Monday, November 17, 2008

Croatia!

Elusive bloody figs. 6 million damn fig trees on this Croatian island, and not one ripe fig anywhere! I'm starting to hate Lynda over this fig obsession she has got me onto- I didn't even like figs when I started this holiday and now I cant walk past a tree without scouring it for the soggy little black goo droplets! We have spent the morning hiking around the Island of Hvar, up mountains, ramparts, cobblestone streets and roads just checking the place out. It is pretty bizarre seeing restaurants with a field of laid out tables in a piazza, and not one person actually sitting at them, because peak season closed down 2 months ago... Apparently. Personally, I'm loving this time of year to do the touring around- warm and sunny during the day, no crowds, prices that drop by 50% if you ask and transport that you can always seem to find a seat on. After we climbed the hill overlooking the city of Hvar, we got to the castle and, same as the Chapel in town, we got free entry because there is no one at the front gate collecting admission fees. Sweet deal.

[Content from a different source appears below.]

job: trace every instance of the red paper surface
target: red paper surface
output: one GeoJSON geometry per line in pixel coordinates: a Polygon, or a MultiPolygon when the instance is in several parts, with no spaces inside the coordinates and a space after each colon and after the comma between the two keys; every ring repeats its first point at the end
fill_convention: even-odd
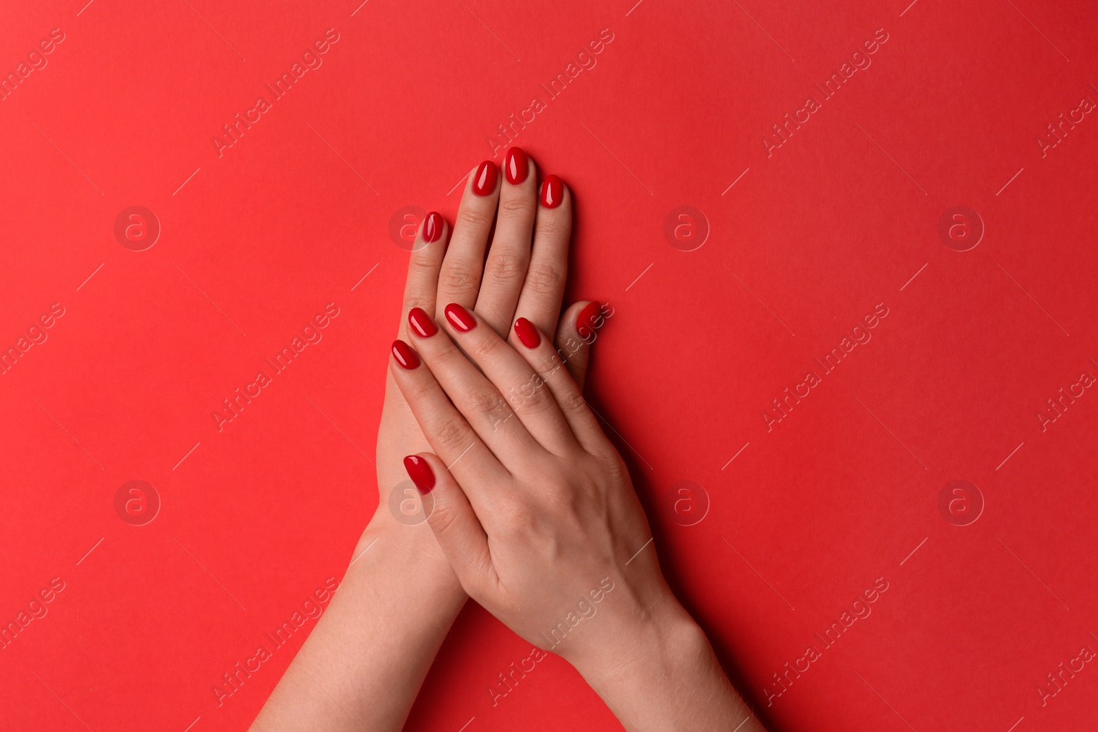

For lunch, we did another local run- Lyn got the Scampi fettuccine, I went in for a local favourite the beef stew, and a drop of the local. Great feed, and half the price of the high season menus. Hvar had been a feather in Croatia's hat so far- I don't think we could have done better with the accommodation if we tried (same prices as lonely planet listed hostels) the free wine and cheese and next days breakfast just topped it. The owner of the hotel was more than happy to make sure we made it onto the bus back to the ferry too- really nice bloke. I'm not sure where the people catching the bus were hiding though- they just seemed to pour out from every street corner like pigeons when someone drops a pack of birdseed. The bus filled to capacity by the time we rolled out of the station, and I swear this sleepy town shed a tear as its population halved in that instant. The ferry we are on at the moment half way back to split to meet our overnight sleeper ferry to Ancona, Italy is chock a block full. We had to squeeze in at the smokers lounge its that packed! Where were these people hiding?!

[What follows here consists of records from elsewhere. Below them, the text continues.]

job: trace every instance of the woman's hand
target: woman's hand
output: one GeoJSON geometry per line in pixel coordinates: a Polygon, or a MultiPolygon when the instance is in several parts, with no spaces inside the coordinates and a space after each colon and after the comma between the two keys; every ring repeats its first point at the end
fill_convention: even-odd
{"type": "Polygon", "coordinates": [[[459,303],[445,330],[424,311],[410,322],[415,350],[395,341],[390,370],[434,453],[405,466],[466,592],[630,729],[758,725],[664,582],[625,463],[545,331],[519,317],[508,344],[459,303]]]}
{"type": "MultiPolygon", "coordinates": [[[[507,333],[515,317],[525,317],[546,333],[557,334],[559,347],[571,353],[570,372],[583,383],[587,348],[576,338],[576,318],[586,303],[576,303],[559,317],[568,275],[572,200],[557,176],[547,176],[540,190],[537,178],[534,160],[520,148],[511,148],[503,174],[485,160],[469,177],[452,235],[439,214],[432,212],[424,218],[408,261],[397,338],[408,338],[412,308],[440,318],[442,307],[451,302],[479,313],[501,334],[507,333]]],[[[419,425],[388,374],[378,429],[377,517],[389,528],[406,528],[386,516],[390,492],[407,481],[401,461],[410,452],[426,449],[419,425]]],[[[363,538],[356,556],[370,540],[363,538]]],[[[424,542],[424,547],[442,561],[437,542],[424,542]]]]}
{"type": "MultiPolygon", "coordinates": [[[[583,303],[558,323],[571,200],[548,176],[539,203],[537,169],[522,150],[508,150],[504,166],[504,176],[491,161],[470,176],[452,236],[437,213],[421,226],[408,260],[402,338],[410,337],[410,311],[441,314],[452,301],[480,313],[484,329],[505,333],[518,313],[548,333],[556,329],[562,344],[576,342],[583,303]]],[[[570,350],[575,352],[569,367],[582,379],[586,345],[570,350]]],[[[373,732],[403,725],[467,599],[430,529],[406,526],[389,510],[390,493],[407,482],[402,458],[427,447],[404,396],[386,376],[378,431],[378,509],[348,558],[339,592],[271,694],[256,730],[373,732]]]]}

The Hvar castle was pretty cool- rebuilt 3 times since 11th century, changed hands more times than can be counted, between Turks, Austrians, Croats, Spanish and Venetians it holds a fair history. Perhaps one of the more ironic pieces- it saved the town in the 16th century when they were invaded by pillaging Turks, as they garrisoned in the castle. Not 2 months later, lightning struck the gunpowder battery and blew the place to shreds, damaging parts of the town below as well. It was rebuilt and later in the 19th Century, it was abandoned, but still locals like to believe that "Fairies dance in it at night". I don't know where that one came from- perhaps a little too much rakija. Now its just home to overpriced Chevapcici and a dry bar- Personally I enjoy the fairies over a bar that is in reality a mirage.

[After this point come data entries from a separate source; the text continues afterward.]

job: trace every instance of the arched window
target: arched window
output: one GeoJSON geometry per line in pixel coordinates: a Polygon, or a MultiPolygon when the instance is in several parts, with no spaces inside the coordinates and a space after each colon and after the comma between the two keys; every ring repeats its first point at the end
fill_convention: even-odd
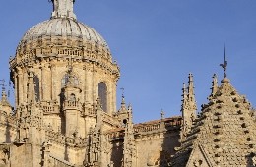
{"type": "Polygon", "coordinates": [[[103,82],[98,84],[98,97],[103,111],[107,112],[107,86],[103,82]]]}
{"type": "Polygon", "coordinates": [[[75,102],[76,101],[76,95],[75,94],[70,94],[70,101],[75,102]]]}
{"type": "Polygon", "coordinates": [[[39,83],[39,78],[37,76],[33,77],[33,84],[34,84],[35,101],[38,102],[40,100],[40,83],[39,83]]]}
{"type": "Polygon", "coordinates": [[[73,86],[78,86],[79,85],[78,78],[71,74],[65,74],[61,80],[61,87],[64,87],[68,84],[73,86]]]}

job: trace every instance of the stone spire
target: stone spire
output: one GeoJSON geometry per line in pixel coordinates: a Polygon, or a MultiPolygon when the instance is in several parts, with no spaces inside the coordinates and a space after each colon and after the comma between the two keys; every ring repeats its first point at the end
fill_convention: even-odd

Im no longer surprised by the amount of olive oil or wine that I have seen our Croatian contingent in Aus consuming now. No lie: every second tree here is an olive tree, and every third seems to be a grape vine- Its bizarre. In between those, on the side of the road, free for all, there has been: lemons, oranges, apples, grapes, figs, rosemary, grapefruit, berries... That's just the ones I can recognise. I can understand why the local supermarket has been closed all day- its entire contents are spread across the road and hanging from trees.